C’est pourquoi nous affirmons avec conviction : des politiques d’immigration plus strictes ne sont pas une fin — elles sont le moyen de préserver notre capacité à rester, demain, un pays d’asile, de justice, et d’humanité.


Conclusion de l'équipe négative

Chers collègues, chers juges, ce débat n’a jamais été seulement sur les chiffres ou les quotas. Il a été, au fond, sur ce que nous voulons être : une nation qui se referme sur elle-même par peur du changement, ou une République qui grandit avec ceux qui croient encore en elle.

Nous n’avons jamais dit « ouvrez toutes les portes sans contrôle ». Nous avons dit : organisez. Créez des voies légales. Planifiez l’immigration comme le font nos voisins européens. Investissez dans l’intégration autant que dans les frontières. Parce que la vraie sécurité, ce n’est pas un passeport refusé — c’est une classe où un enfant syrien apprend le français, un hôpital où un médecin marocain soigne, une usine où un apprenti malien devient chef d’équipe.

L’adversaire nous reproche de fuir les vrais problèmes. Mais c’est eux qui fuient la complexité ! Ils pointent du doigt l’immigré quand les vraies causes de la crise du logement sont la spéculation foncière et quarante ans de désinvestissement public. Ils invoquent la « saturation », mais refusent même d’envisager une immigration sectorielle — comme si la solution était de tout arrêter, plutôt que de tout améliorer.

Et surtout, ils traitent l’opinion publique avec mépris : quand les gens expriment de l’inquiétude, ils disent « écoutez-les »… mais concluent aussitôt que ces citoyens ont « peur ». Comme si la majorité des Français ne pouvait pas avoir un avis rationnel.
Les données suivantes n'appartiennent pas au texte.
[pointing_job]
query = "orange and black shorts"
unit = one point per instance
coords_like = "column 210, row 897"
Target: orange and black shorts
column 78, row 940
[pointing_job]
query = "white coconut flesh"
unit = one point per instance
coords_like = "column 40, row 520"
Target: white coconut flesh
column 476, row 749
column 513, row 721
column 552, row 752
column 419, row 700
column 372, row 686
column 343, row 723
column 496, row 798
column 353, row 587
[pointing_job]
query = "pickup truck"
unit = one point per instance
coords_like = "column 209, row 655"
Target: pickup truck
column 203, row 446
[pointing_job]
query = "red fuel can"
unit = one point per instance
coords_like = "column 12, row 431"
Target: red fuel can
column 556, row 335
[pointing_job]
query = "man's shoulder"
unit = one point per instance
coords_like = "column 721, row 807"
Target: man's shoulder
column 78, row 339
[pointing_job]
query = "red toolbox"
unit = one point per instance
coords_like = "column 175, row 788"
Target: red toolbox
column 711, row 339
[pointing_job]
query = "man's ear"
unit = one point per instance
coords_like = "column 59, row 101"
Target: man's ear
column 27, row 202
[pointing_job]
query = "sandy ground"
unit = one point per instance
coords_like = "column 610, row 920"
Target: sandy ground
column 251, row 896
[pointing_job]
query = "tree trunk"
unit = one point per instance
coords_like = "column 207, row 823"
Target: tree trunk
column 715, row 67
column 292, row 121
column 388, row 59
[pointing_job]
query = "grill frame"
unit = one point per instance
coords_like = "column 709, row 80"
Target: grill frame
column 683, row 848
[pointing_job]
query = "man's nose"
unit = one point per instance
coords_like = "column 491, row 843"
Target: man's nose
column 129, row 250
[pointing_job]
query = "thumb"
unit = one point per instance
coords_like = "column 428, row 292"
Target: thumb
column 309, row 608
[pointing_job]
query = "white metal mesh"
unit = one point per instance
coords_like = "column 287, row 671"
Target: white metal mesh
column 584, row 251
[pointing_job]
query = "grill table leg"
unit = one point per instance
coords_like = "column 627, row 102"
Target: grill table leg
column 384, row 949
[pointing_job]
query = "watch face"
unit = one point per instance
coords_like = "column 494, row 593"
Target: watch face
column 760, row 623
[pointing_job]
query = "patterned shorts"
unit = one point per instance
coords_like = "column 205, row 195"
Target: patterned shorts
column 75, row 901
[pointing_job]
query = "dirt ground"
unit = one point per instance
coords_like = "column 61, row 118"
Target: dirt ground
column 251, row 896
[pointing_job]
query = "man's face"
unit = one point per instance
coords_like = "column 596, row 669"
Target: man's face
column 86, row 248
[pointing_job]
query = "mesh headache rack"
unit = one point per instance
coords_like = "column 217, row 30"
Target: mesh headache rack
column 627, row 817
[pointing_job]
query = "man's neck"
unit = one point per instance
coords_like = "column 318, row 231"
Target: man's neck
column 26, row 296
Comme si vouloir protéger son quartier signifiait forcément haïr l’étranger. Cette dichotomie est fausse — et dangereuse.

Car derrière chaque statistique, il y a un visage. Derrière chaque bateau, une histoire. Et derrière chaque refus, une France qui oublie qu’elle a été, elle aussi, un jour, un pays de migrants — italiens, espagnols, algériens, portugais — dont les enfants sont aujourd’hui juges, médecins, instituteurs… ou débatteurs dans cette salle.

Alors non, nous ne croyons pas que la protection passe par la restriction aveugle. Nous croyons qu’elle passe par la solidarité active, par la justice sociale, et par le refus de sacrifier les plus vulnérables sur l’autel de la facilité politique.

Fermer les yeux devant la détresse, ce n’est pas être réaliste — c’est être complice. Et la vraie condition de vie locale, ce n’est pas le silence des rues… c’est la rumeur des voix qui parlent, ensemble, dans une langue commune, forgée dans le respect mutuel.

C’est pourquoi nous concluons avec force : non, les politiques d’immigration ne doivent pas être plus strictes — elles doivent être plus justes, plus humaines, et plus ambitieuses. Parce que la France ne se protège pas en se rétrécissant. Elle rayonne en s’ouvrant — intelligemment, généreusement, courageusement.